Толик встал. Подошёл к окну. Постоял.

— Поймал.

Сел обратно.

— В феврале. Слабый сигнал. Повторяющийся. Параметры странные. Я их полтора месяца проверял на наводки от соседей, от трансформатора, от трамвая. Не наводка. Идёт снизу.

— Толь.

— А.

— Пойдём посмотрим.

Он кивнул.


В подвале он включил большой свет, который при мне раньше не включал. Под большим светом я увидела, что мастерская — это не мастерская. Полстены — приборы, я узнала только осциллограф и паяльную станцию. В центре стола — катушка. Большая, медная, на деревянной раме. Не заводская. Самодельная, аккуратная, с ровной обмоткой, с подписями маркером на боку.

Рядом — компьютер. Старый, кнопочный, без сети.

— Этот не подключен ни к чему, — сказал Толик. — Я ему не доверяю в сети. Он только пишет.

Включил. На экране — программа, чёрный фон, зелёные буквы, как из кино про хакеров.

— Самописная?

— Самописная. Я в девяностых на этом языке зарабатывал.

Нажал что-то. На экране пошёл график.
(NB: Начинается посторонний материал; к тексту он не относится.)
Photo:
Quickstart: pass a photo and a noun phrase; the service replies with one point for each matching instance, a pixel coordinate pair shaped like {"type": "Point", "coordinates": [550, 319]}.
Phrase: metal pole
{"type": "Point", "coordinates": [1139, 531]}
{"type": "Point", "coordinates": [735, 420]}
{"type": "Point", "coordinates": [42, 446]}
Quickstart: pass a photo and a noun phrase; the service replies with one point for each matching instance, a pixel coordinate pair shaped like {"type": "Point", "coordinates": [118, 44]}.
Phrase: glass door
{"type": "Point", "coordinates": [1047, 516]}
Тонкая линия, почти ровная, но с маленькими пиками, регулярными.

— Вот, — сказал Толик. — Это сейчас. Прямо сейчас. Идёт снизу, через катушку, она это пишет.

Я смотрела на пики.

— Толь.

— А.

— Они ритмичные.

— Да.

— Толь, это что — сердцебиение?

Толик посмотрел на меня. У него глаза были усталые, как у человека, который три месяца хотел этого слова и не давал себе его произнести.
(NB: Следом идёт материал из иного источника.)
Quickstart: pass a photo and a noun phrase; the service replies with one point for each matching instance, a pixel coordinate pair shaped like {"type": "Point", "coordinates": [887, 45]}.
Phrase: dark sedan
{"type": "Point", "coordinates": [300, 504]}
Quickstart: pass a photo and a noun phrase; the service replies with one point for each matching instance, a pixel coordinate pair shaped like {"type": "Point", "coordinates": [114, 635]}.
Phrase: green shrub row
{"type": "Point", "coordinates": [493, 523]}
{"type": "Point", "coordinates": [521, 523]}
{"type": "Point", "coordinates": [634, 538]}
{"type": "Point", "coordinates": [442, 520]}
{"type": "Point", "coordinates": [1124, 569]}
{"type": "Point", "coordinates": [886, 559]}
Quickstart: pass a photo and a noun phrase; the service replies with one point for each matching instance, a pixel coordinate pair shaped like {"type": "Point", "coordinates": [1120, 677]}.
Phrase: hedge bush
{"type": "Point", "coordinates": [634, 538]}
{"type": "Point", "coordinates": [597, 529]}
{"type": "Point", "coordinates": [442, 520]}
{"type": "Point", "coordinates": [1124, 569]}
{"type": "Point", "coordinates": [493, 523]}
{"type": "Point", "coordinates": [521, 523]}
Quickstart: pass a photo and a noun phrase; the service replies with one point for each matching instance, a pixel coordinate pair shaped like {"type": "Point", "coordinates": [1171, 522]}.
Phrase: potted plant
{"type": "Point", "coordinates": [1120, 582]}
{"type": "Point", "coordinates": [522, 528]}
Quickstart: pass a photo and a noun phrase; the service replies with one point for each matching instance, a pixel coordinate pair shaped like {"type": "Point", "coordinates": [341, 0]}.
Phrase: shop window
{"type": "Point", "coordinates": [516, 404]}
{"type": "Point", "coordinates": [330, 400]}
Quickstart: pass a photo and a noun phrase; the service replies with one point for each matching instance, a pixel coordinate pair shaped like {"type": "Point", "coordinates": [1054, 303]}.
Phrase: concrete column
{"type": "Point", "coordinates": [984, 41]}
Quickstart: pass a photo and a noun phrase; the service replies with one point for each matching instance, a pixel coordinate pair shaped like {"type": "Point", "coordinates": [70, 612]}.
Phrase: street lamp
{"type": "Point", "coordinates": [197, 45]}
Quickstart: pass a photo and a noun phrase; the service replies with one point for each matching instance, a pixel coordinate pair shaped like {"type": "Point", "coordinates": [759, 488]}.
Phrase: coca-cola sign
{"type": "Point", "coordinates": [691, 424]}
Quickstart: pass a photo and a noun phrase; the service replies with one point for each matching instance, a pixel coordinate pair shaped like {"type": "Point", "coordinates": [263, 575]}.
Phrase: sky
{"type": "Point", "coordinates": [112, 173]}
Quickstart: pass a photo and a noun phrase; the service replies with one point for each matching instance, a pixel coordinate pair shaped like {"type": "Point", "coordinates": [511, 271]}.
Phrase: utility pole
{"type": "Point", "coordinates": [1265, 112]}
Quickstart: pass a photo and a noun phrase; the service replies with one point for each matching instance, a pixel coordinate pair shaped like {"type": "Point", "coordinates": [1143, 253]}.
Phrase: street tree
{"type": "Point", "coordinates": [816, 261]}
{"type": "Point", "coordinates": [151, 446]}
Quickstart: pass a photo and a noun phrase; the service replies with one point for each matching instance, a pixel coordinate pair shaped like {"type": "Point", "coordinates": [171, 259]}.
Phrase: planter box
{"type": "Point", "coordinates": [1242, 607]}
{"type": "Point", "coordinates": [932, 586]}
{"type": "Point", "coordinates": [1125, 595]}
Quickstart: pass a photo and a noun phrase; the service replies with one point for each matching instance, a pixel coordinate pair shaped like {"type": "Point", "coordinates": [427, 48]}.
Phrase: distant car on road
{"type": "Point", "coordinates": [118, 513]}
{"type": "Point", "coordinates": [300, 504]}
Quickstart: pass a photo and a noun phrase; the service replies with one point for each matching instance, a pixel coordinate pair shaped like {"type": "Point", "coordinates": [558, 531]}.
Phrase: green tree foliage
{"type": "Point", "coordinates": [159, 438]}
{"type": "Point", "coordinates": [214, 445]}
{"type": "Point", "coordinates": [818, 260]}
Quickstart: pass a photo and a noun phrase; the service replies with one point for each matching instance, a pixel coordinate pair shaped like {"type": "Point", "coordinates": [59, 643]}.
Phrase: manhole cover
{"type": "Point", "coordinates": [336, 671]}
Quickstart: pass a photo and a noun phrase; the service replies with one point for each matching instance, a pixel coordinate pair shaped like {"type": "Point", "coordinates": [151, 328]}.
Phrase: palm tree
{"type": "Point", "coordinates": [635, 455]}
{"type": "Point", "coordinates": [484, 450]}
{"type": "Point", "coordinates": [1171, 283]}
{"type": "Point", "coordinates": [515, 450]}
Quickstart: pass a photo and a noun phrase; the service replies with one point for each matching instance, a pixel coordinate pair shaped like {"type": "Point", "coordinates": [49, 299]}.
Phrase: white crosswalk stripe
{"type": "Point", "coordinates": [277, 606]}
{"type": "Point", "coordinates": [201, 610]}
— Я этого слова, Юль, у себя в голове старался не думать. Но да. Похоже на сердцебиение. Один удар примерно в семь секунд.
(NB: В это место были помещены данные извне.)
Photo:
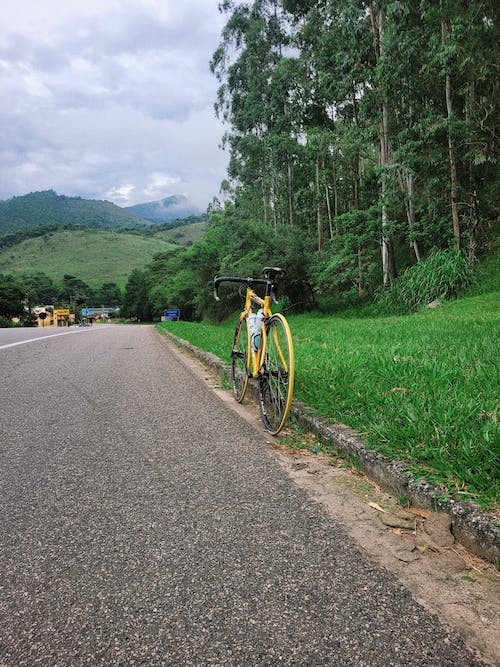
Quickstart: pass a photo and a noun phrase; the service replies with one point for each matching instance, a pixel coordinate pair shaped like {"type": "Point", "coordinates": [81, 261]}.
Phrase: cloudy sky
{"type": "Point", "coordinates": [110, 99]}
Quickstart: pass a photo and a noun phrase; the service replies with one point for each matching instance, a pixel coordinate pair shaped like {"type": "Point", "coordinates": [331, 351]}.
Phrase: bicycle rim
{"type": "Point", "coordinates": [239, 360]}
{"type": "Point", "coordinates": [276, 380]}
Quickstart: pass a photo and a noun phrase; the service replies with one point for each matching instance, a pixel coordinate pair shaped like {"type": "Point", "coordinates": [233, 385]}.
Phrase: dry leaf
{"type": "Point", "coordinates": [418, 511]}
{"type": "Point", "coordinates": [377, 507]}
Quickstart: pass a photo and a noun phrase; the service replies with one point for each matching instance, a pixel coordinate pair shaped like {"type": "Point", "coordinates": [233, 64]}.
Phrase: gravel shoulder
{"type": "Point", "coordinates": [442, 575]}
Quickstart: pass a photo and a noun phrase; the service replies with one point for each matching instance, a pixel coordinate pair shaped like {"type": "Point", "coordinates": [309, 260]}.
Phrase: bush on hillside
{"type": "Point", "coordinates": [443, 275]}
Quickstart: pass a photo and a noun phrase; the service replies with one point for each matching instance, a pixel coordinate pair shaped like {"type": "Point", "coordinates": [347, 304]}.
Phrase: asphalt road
{"type": "Point", "coordinates": [143, 522]}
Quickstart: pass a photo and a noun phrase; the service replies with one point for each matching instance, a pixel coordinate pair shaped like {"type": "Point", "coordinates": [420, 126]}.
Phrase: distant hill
{"type": "Point", "coordinates": [170, 208]}
{"type": "Point", "coordinates": [48, 208]}
{"type": "Point", "coordinates": [184, 235]}
{"type": "Point", "coordinates": [93, 256]}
Я взяла себя за запястье. Посчитала свой пульс. У меня было восемьдесят два. У того, кто внизу — около девяти ударов в минуту.

Я отпустила запястье. Подошла к стене. Прислонилась лбом. Стена была холодная, кирпичная, с известью.

— Юль.

— А.

— Ты как.

— Я нормально.

— Ты у стены стоишь лбом.

— Я знаю. Подожди минуту.

Я постояла лбом. У меня в правом ухе, за виском, пульсировало. На той же частоте. Раз в семь секунд — толчок.

Я повернулась к Толику.

— Толь. У меня ухо болит на семь секунд.

Толик молчал.

— Толь?

— У меня тоже, Юль, — сказал он. — С февраля.

Сидели на двух табуретах, перед экраном, в подвале, с большой медной катушкой, и в обоих наших черепах стучала одна и та же глухая боль на одной и той же частоте.

Я подняла голову. У Толика по щеке текло. Сопля висела на усе. Он не утирал. Я ему протянула чистую тряпку — старую, с маслом, других не было. Он взял, высморкался в неё, как сморкаются старые мужики — длинно, утробно. Сложил тряпку. Положил на колени.

— Юль.

— А.

— Я тебя последний раз плачущим видела на маминых похоронах. Мне было двадцать один.

— Я знаю.

— Тогда ты тоже сморкался в тряпку с маслом.

Толик посмотрел на меня.

— Юль. У меня нет других тряпок. Я инженер. У меня есть тряпки с маслом.

Я засмеялась. Тихо, через нос. Он тоже усмехнулся — одной стороной рта, как он умеет.

На экране зелёная линия шла. Каждые семь секунд — пик. Слабый, но чёткий.

— Толь.

— А.

— А что мы с этим теперь делаем.

Толик подумал.

— Юль. Я вот три месяца думаю. Знаешь к чему пришёл?

— К чему.

— Ни к чему. Сидим, смотрим, записываем. Дед тридцать лет так делал, не сошёл. Я полгода так делаю, не сошёл. Может, это и есть единственно возможное действие. Сидеть, смотреть, не лезть.

— А если он внизу не один?

Толик повернул голову.

— Это ты с чего вдруг.

— Семён Львович во сне сказал «её». «Я тебе её не отдам». Не «себя». «Её».

Толик смотрел на меня долго.

— Юль, — сказал. — Тогда мы с тобой только начали.

Зелёная линия шла. Пик. Через семь секунд — пик. Через семь секунд — пик. Стена за моей спиной была холодная. У меня лоб был мокрый — то ли от стены, то ли я сама не заметила, как.